Europe prepares for first wave of retiring baby-boomers


The first wave of baby boomers will retire next year, marking a demographic shift that will reshape European labour markets over the next 20 years and widen the skills gap that many companies are already struggling to fill.

Europe's ageing population will force companies and governments to re-think the traditional model of retirement.

The recent financial crisis has highlighted the fact that many Europeans must work into their sunset years, mainly for financial reasons.

For companies in every country this presents opportunities and challenges.

On the plus side, mature workers tend to have valuable and practical experience. They can be more productive than their younger counterparts. They also change jobs less often, which saves employers the cost of recruiting and training replacements.

On the other hand, there can be office friction when older workers have to report to younger managers. Older workers also can be more expensive, both in terms of salaries and health-related issues. They are also more likely to have minor disabilities that require adjustments not only in the work place but also in transportation.


About 13% of Europeans have some sort of disability, according to Luk Zelderloo, secretary general for the European Association of Service Providers for Persons with Disabilities. He said another 25 million people will be added to those ranks by 2025, largely due to age-related problems.

"We need to find new ways to deal with the increasing need. The European Union needs to help us create new types of jobs, they need to help us with training and retraining, how to use new technology and unlock the job creation potential," Zelderloo told an audience on Wednesday (23 November) during the Employment Week conference in Brussels.

A day earlier, the European Commission presented its 'Agenda for New Skills and Jobs,' outlining 13 actions to reform labour markets and upgrade skills. The immediate focus, of course, is the 23 million Europeans of all ages who are currently seeking work. But keeping workers active for longer also helps generate taxes to fund pensions, health care and other social services. 

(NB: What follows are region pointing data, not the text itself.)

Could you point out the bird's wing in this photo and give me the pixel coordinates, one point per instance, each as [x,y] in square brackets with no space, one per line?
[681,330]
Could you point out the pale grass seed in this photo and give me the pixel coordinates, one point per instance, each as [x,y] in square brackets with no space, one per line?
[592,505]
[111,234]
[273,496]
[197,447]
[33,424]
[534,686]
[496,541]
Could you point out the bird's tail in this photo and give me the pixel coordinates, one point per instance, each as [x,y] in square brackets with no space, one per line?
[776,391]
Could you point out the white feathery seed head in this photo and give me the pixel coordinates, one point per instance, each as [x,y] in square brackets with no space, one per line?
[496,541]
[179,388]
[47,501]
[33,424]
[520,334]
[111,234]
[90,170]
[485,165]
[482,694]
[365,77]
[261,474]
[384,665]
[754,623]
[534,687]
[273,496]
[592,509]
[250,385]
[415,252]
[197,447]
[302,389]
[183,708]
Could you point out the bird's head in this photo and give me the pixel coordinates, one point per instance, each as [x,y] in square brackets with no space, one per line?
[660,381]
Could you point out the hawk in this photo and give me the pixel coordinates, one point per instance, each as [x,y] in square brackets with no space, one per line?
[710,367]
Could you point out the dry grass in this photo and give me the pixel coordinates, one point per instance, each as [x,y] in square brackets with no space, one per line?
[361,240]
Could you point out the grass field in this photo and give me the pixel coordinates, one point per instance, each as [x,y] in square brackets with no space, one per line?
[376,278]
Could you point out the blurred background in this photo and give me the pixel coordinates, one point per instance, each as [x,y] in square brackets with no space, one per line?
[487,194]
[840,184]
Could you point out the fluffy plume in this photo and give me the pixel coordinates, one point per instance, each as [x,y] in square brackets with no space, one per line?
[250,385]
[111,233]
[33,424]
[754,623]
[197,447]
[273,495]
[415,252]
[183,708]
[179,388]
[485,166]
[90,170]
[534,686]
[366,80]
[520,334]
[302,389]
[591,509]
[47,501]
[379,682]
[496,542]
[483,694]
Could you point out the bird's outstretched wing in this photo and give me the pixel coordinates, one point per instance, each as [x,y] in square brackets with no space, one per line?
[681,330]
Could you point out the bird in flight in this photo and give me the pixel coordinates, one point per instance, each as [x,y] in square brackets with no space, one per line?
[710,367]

The agenda is part of the Union's 'Europe 2020' strategy, which aims to increase work force participation to 75%, up from 69% today.

"It will be very difficult to reach this target," said Marian Krzaklewski, a Polish politician and member of the national commission of trade union Solidarno??.

Labour shortage

As more retirees kick up their feet, there will be a shortage of workers unless businesses invest in recruiting and retaining their greying staff.

Krzaklewski explained that a decade ago about 37% of Europeans aged 55 to 64 were still actively working. In 2001, the EU set a target of 50% by this year, but the participation rate never rose above 45%.

Of course there were wide variations throughout Europe. The rate climbed in every country except Romania, he said, with Sweden at the top with 70% of older workers still collecting a pay check.

There were also differences by gender and education. About 55% of older men were still in the labour market five years ago, compared with 34% of women.

One company that has a good track record of keeping workers past retirement age is Sick, a German manufacturer of sensors and scanners. Life-long learning and training is one of the most important topics, said Rudolf Kast, head of human resources for Sick. Employees also need lifetime working time structures that adapt to different phases in life, from parenthood to rejuvenating sabbaticals.

"The older workers in our company support the demographic system," he explained.

In June 2010, EU leaders adopted the 'Europe 2020' strategy. This strategy follows on from the Lisbon Strategy for jobs and growth, which was originally launched in the year 2000.

The 2020 strategy defines a series of targets that the member states have promised to work towards over the next decade. These targets include: increasing the employment rate from 69% to 75% of the working-age population.

That will be a difficult target to reach because companies are confronted with a lack of skilled workers, particularly in Internet, telecommunications and communications businesses, and because an enormous number of workers are expected to retire over the next 20 years.